En la orilla, a cien metros de distancia, una bengala de señales subió sobre el puerto. La luz ardió lentamente emitiendo un resplandor opaco. Una sirena empezó a gemir, y el ruido fue creciendo sobre los almacenes. Al pie del muelle siguiente se detuvo un camión de la policía, y con los faros delanteros iluminó las últimas joyas cristalinas que estaban escondiendo bajo los toldos. La lancha incendiada había flotado hasta uno de los soportes de la pasarela y había prendido fuego a la madera manchada de alquitrán; las llamas trepaban por los tablones secos.

Sanders le lanzó un puntapié al mulato y arrancó una tabla floja que asomaba en el muelle. El mulato escudriñó el camión policial. Cogió el cuchillo y echó a correr pasando por delante de Sanders; al llegar a la otra punta del muelle se zambulló entre las lanchas.

—¿Ventress…? —Sanders se arrodilló y le sacudió las cenizas que le habían quemado la tela del traje—. ¿Puede caminar? Está aquí la policía.

Ventress se puso de pie, y la mirada se le aclaró. Detrás de la barba, el rostro pequeño parecía completamente cerrado. Daba la impresión de que no tenía idea de lo que había ocurrido, y se apoyó como un viejo en el brazo de Sanders.

Detrás de ellos, en el río, se oyó un rugido apagado, y detrás de la popa del crucero brotó un agua blanca. La embarcación se alejó y Ventress volvió a animarse. Sin soltar el brazo de Sanders, pero guiándolo esta vez, echó a correr por el muelle.

—¡Bajemos, doctor! ¡No podemos quedarnos aquí!

La cabeza de Ventress giraba a derecha e izquierda mirando la pasarela en llamas, que cayó al agua partiéndose en dos. Cuando llegaron a la orilla, mientras pasaban por detrás de la pequeña multitud que se había reunido en el barranco, se volvió hacia Sanders:

—Gracias, doctor. Yo mismo casi me quedé sin tiempo allí en el muelle.

Antes que Sanders pudiese contestar, Ventress echó a correr entre las pilas de tambores de gasolina, delante de un almacén. Sanders lo siguió y vio cómo desaparecía detrás del coche abandonado.

En el puente se habían apagado los fuegos. Las partes carbonizadas de la pasarela humeaban y chisporroteaban en el aire oscuro. La policía se movía por las otras pasarelas cortándolas una por una con los machetes y haciéndolas caer al agua; abajo, los dueños de los puestos gritaban mientras remaban y alejaban las lanchas.

Sanders volvió a pie al hotel, esquivando las galerías. Con el sueño perturbado, los mendigos se habían sentado en las envolturas de cartón, y cuando él pasó delante de ellos le suplicaron con ojos brillantes desde las columnas oscuras.
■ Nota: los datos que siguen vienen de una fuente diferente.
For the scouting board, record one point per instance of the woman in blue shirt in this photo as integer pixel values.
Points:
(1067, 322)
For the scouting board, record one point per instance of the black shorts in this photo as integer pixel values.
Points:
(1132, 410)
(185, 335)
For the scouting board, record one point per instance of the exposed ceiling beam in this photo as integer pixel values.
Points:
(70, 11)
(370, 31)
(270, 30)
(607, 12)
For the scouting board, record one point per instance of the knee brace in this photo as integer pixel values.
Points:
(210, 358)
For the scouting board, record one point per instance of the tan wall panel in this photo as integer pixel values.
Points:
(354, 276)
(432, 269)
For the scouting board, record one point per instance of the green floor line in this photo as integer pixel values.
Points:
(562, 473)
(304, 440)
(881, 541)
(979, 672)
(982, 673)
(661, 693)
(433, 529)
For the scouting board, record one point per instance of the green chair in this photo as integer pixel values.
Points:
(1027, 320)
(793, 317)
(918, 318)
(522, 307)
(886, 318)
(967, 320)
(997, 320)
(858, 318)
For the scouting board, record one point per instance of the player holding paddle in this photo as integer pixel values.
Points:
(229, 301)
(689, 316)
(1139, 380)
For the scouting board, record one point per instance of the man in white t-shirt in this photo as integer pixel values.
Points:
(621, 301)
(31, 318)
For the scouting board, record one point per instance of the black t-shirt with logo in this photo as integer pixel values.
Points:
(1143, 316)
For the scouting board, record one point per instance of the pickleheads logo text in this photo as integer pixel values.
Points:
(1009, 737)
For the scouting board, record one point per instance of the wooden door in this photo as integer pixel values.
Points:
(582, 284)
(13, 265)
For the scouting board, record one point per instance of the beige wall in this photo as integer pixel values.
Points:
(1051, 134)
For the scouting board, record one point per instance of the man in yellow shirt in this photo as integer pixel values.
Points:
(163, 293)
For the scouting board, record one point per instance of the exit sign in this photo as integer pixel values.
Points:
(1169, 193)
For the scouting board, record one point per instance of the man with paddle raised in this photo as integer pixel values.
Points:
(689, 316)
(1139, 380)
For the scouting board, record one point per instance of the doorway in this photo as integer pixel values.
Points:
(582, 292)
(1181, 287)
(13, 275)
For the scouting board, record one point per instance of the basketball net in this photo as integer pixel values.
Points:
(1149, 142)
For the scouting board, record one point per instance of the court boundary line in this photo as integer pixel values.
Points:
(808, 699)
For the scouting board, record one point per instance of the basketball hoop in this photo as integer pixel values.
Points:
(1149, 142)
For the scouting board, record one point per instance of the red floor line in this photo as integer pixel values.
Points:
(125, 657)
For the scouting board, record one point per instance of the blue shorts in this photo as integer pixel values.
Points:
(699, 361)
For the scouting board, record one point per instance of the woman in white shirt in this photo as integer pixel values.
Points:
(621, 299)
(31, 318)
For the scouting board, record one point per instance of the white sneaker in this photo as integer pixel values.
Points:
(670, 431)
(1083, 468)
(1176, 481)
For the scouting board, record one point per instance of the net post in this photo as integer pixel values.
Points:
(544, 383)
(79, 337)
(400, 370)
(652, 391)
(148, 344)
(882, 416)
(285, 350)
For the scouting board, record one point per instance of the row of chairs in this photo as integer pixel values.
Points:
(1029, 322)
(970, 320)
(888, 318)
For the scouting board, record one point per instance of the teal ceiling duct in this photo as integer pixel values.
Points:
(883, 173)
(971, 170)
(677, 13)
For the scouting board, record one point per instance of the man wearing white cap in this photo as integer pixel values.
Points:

Louise había regresado a su habitación. Sanders apagó la luz y se sentó en la silla junto a la ventana. Los últimos rastros del olor de Louise se disolvieron en el aire mientras miraba la aurora que subía sobre las cimas distantes de Mont Royal, iluminando el serpentino curso del río como si demostrase un camino secreto.